Die Investitionszulage ist eine staatliche Subvention, die in Deutschland eingesetzt wird, um Investitionen in bestimmte Regionen zu fördern. Diese Fördergebiete umfassen die Bundesländer Berlin, Brandenburg, Mecklenburg-Vorpommern, Sachsen, Sachsen-Anhalt und Thüringen. Um Anspruch auf die Investitionszulage zu haben, müssen Steuerpflichtige im Fördergebiet begünstigte Investitionen tätigen. Dies gilt sowohl für natürliche Personen gemäß dem Einkommensteuergesetz als auch für juristische Personen gemäß dem Körperschaftsteuergesetz. Die Investitionszulage soll dazu beitragen, dass diese Regionen wirtschaftlich gestärkt werden und mehr Investitionen anziehen.

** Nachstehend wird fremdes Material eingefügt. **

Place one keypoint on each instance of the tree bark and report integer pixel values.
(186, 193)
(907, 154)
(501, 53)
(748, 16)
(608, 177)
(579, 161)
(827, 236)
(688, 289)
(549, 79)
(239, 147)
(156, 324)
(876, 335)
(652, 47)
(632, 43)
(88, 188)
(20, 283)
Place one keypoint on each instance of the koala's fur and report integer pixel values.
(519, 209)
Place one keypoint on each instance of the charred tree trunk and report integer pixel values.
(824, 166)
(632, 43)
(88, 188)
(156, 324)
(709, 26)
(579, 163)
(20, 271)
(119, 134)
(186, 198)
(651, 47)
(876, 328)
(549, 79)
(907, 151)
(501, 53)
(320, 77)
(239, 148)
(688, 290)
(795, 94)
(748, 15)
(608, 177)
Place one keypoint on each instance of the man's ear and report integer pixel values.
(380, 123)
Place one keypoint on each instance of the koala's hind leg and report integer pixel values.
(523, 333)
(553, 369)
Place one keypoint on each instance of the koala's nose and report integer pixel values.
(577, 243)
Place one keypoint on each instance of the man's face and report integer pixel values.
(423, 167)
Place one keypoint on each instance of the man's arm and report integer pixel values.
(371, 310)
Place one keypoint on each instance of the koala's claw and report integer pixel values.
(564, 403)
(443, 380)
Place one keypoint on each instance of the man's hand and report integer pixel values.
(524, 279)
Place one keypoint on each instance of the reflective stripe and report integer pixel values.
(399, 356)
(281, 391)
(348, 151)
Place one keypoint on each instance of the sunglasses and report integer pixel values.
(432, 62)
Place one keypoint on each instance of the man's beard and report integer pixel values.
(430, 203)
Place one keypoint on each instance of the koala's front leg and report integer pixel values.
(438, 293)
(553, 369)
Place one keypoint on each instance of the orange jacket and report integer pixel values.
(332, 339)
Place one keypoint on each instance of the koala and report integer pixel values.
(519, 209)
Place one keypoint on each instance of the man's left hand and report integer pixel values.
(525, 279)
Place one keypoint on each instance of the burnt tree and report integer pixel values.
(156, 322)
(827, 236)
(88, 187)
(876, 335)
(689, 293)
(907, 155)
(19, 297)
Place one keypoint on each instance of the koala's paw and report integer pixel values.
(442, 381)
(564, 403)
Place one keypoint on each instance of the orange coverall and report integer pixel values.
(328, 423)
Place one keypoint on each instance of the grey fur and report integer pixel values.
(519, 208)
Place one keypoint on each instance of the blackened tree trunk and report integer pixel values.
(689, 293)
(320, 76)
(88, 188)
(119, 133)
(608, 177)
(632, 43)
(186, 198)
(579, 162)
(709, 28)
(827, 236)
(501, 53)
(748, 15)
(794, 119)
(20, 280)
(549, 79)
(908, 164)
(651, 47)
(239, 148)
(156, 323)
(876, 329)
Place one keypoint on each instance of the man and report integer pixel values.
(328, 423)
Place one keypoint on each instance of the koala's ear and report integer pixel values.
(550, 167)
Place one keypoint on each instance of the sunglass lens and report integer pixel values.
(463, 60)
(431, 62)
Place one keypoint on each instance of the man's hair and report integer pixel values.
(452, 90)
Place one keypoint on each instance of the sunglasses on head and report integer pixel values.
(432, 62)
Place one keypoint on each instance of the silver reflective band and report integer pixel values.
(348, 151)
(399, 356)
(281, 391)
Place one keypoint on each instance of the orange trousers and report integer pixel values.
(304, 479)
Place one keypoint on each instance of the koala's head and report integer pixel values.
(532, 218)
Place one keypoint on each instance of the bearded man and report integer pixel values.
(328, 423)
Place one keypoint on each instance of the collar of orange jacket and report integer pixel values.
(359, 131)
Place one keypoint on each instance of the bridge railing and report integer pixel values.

Begünstigte Investitionen umfassen den Kauf und die Herstellung von neuen abnutzbaren beweglichen Wirtschaftsgütern des Anlagevermögens. Diese Güter müssen mindestens fünf Jahre nach ihrer Anschaffung oder Produktion zum Anlagevermögen eines Betriebs oder einer Betriebsstätte im Fördergebiet gehören. Des Weiteren müssen sie in einer Betriebsstätte eines Betriebs des verarbeitenden Gewerbes, eines Betriebs der produktionsnahen Dienstleistungen oder des Beherbergungsgewerbes des Anspruchsberechtigten im Fördergebiet verbleiben. Zudem dürfen sie privat nicht mehr als 10 Prozent des Jahres genutzt werden und müssen Erstinvestitionen sein.

Die Investitionszulage ist in mehrere Gesetze unterteilt, die je nach Jahreszahl unterschieden werden. Um eine Investitionszulage zu beantragen, muss der Antrag beim Finanzamt eingereicht werden, das für die Besteuerung des Anspruchsberechtigten zuständig ist. Bei Personengesellschaften oder Gemeinschaften ist der Antrag bei dem Finanzamt einzureichen, das für die Feststellung der Einkünfte zuständig ist. Der Antrag muss auf einem offiziellen Formular eingereicht und vom Anspruchsberechtigten persönlich unterschrieben werden. Es müssen genaue Angaben zu den Investitionen gemacht werden, für die eine Zulage beantragt wird, damit sie bei einer Überprüfung festgestellt werden können.

Gemäß den Gesetzen von 2005, 2007 und 2010 wird die Investitionszulage nicht als Einkommen im Sinne des Einkommensteuergesetzes angesehen. Sie hat keinen Einfluss auf die steuerlichen Anschaffungs- und Herstellungskosten oder den Erhaltungsaufwand.